Playing with the Company 7: Dissipating Shadows

"Almost the first thing the Company discovered, when it went into this time travel business so many ages ago, was that history cannot be changed. Recorded history anyway. But if you work within the parameters of recorded history, you actually have quite a bit of leeway, because recorded history is frequently wrong, and there are always event shadows-places and times for which there is no recorded history."
Kage Baker, The Children of the Company

Recorded history is a complex and elaborate thing. The cyborgs of the Company play in its shadows, slither between the footnotes, in the gray area where lack of detail or sheer inaccuracy allows them to operate. Sometimes, the lack of information allows them to enjoy a great deal of freedom. A sense of uncertainty and adventure lurks in the event shadows.

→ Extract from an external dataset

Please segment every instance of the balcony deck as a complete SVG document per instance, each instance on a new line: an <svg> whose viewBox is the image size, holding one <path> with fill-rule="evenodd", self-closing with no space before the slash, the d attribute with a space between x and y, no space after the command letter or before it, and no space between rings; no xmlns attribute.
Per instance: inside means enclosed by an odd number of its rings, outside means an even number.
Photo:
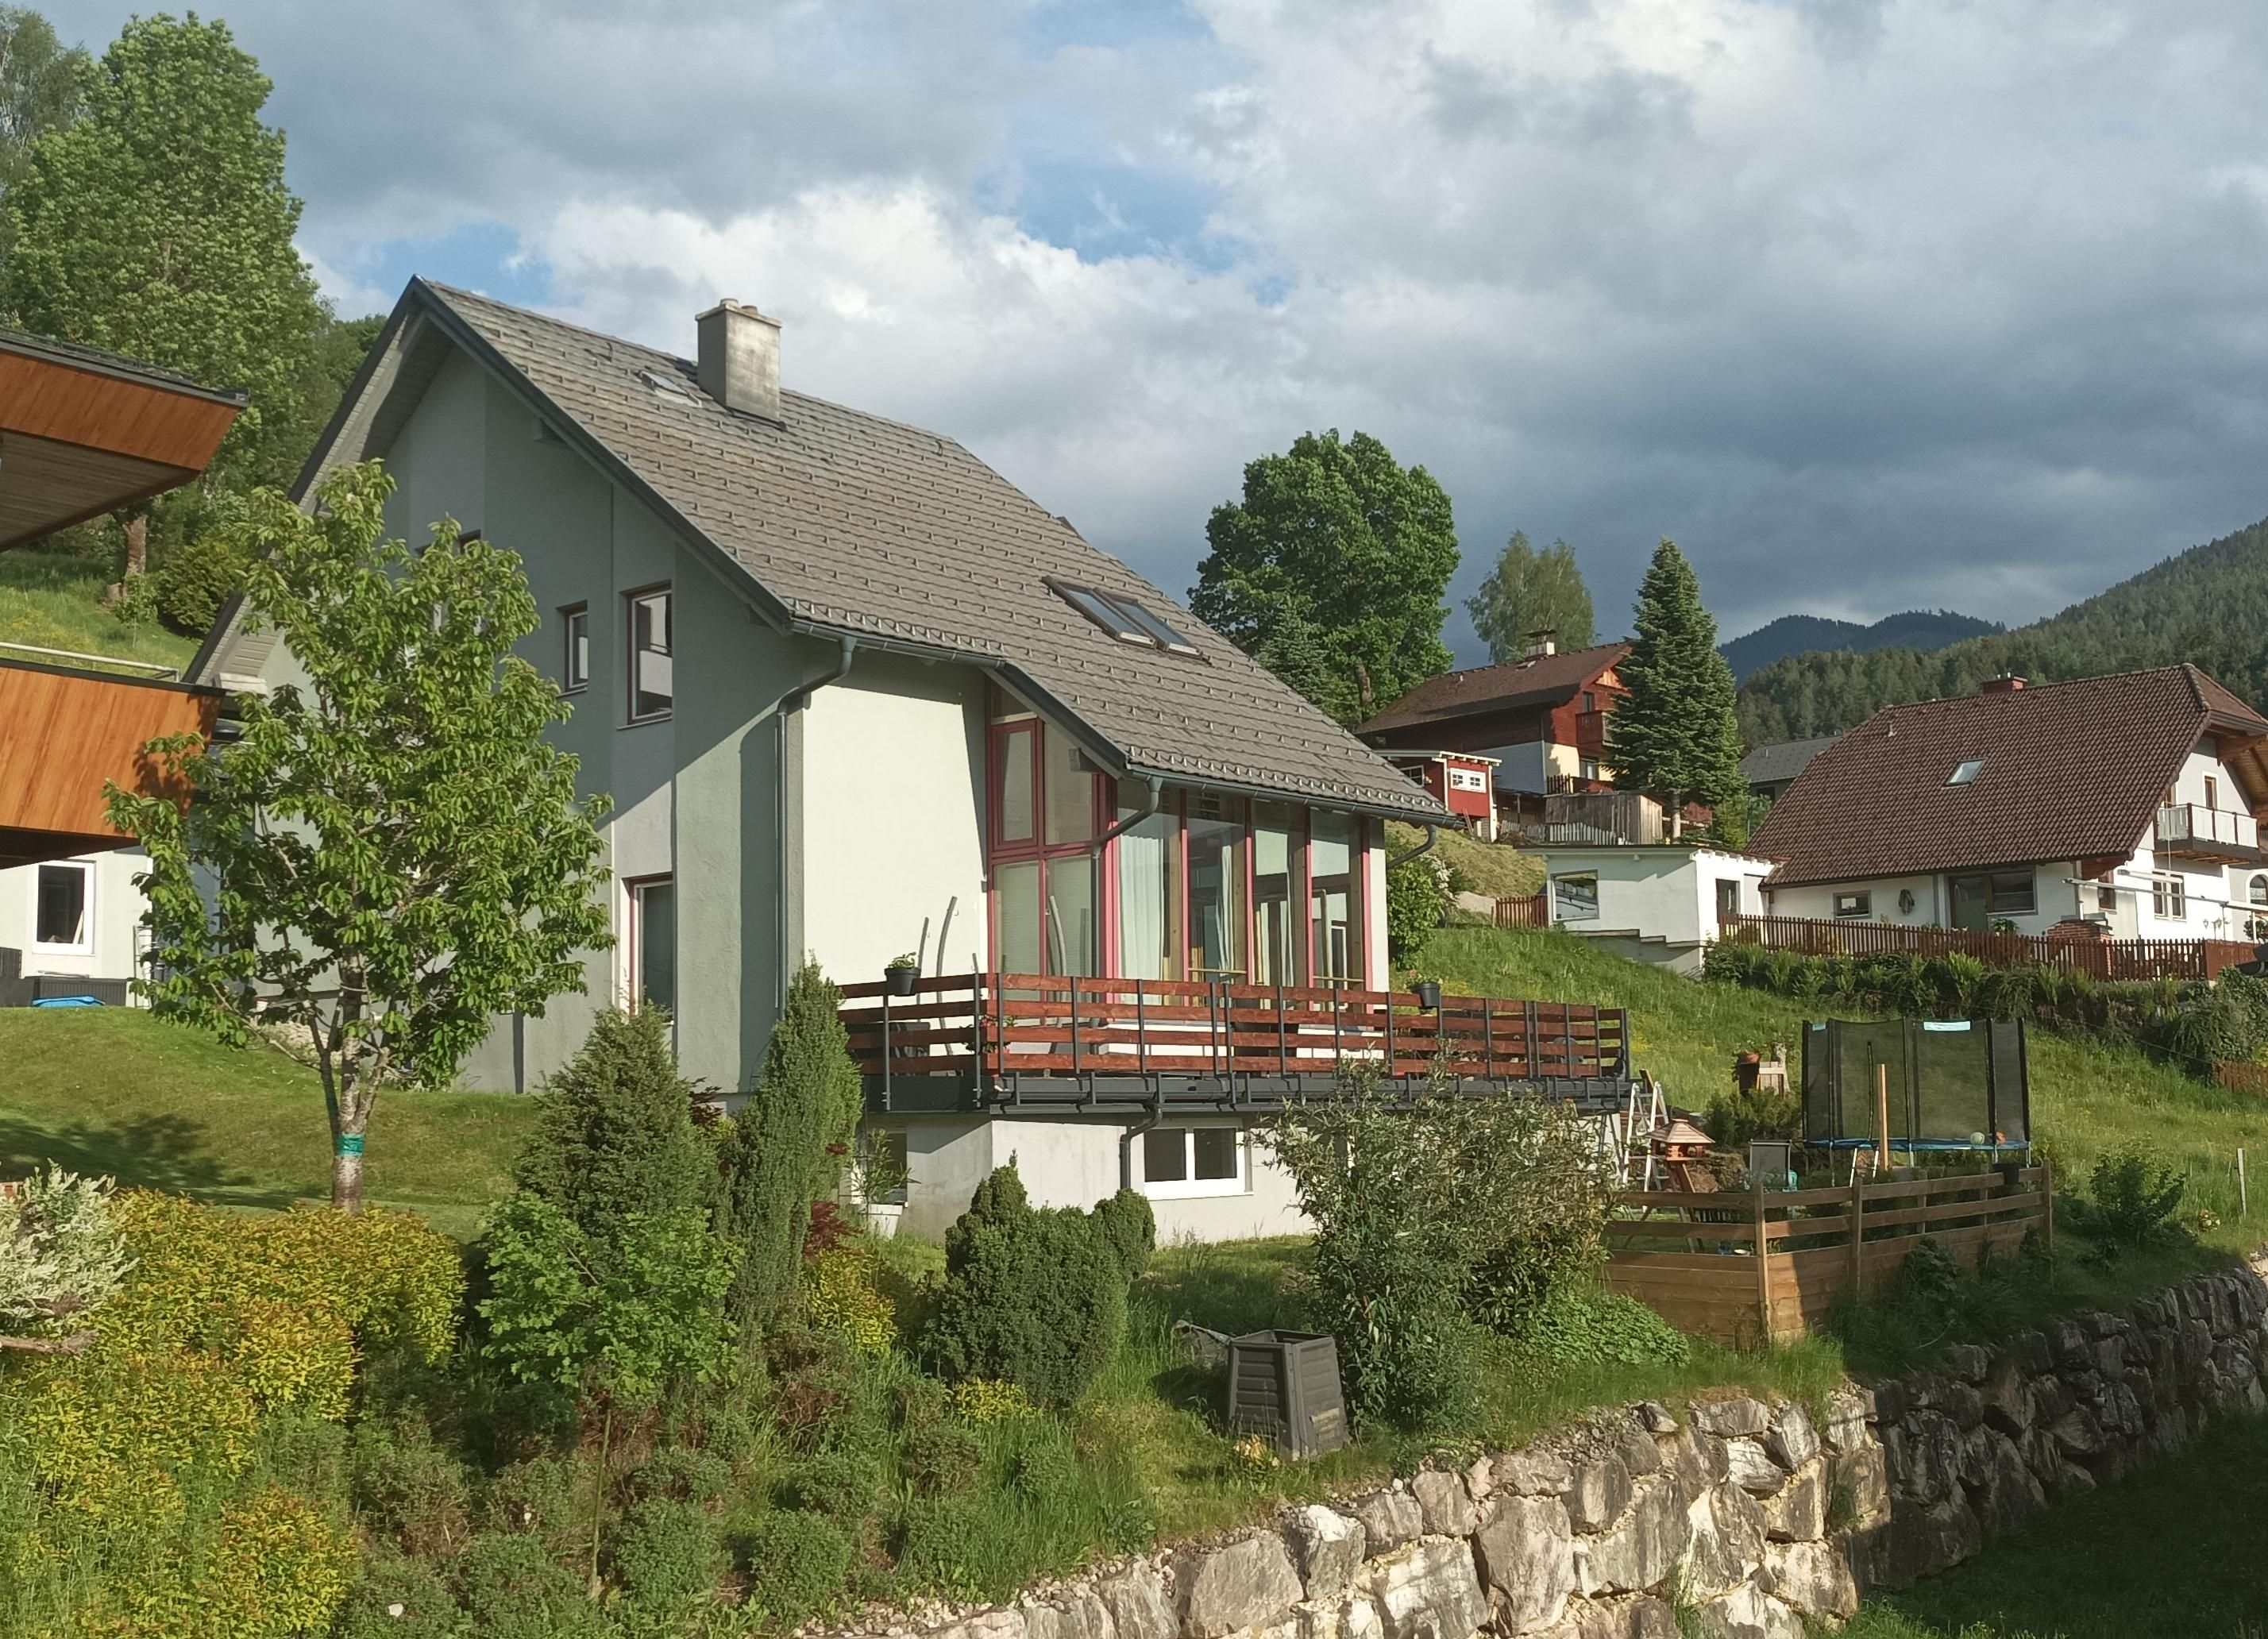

The concept of the event shadow strikes a familiar chord with all authors, but especially those who write derivative fiction, or designers who create games based on existing "properties" (the dirty word for "beautiful worlds"). When you create content within the framework provided by an existing narrative, such as historical records or a science-fiction story, and when you aim to stick to the canon of how everything happens (which is but one possibility), you have to forego some potential interactions. This happens whether the derivative content is created by a filmmaker or co-created by participants in a roleplaying game. Event shadows are those loose ends in the existing narrative you can take over and create meaningful content with, without feeling too much entangled by the existing content. They are spaces of freedom for you to seize and use to express your voice. Whatever is not preordained, can be changed.

Escaping the panopticon
The Company series, brilliantly, highlights the shadows: adventure takes place behind the scenes of History. Event shadows are important events in Kage Baker's novels. In ancient times, they span countries and decades -or millenia. As time passes by, they get smaller and more localized. The advent of the information age narrows these spaces of uncertainty up until the point where almost everything seems to be under supervision. This is the panopticon age.
The Company knows what its employees do, too. Except when, for whatever technical reason, it does not. Those are event shadows of a special kind: turning points, when you can breathe away from the surveillance system of the Company, places and times when you can be a criminal, advance your own plots, tie and untie your knots. They are the beacons of hope in a History crushed by the watchful eye of the 24th century.
In a game set in the Company setting, event shadows should be both feared and hoped, as they provide unique opportunities to change things and settle accounts.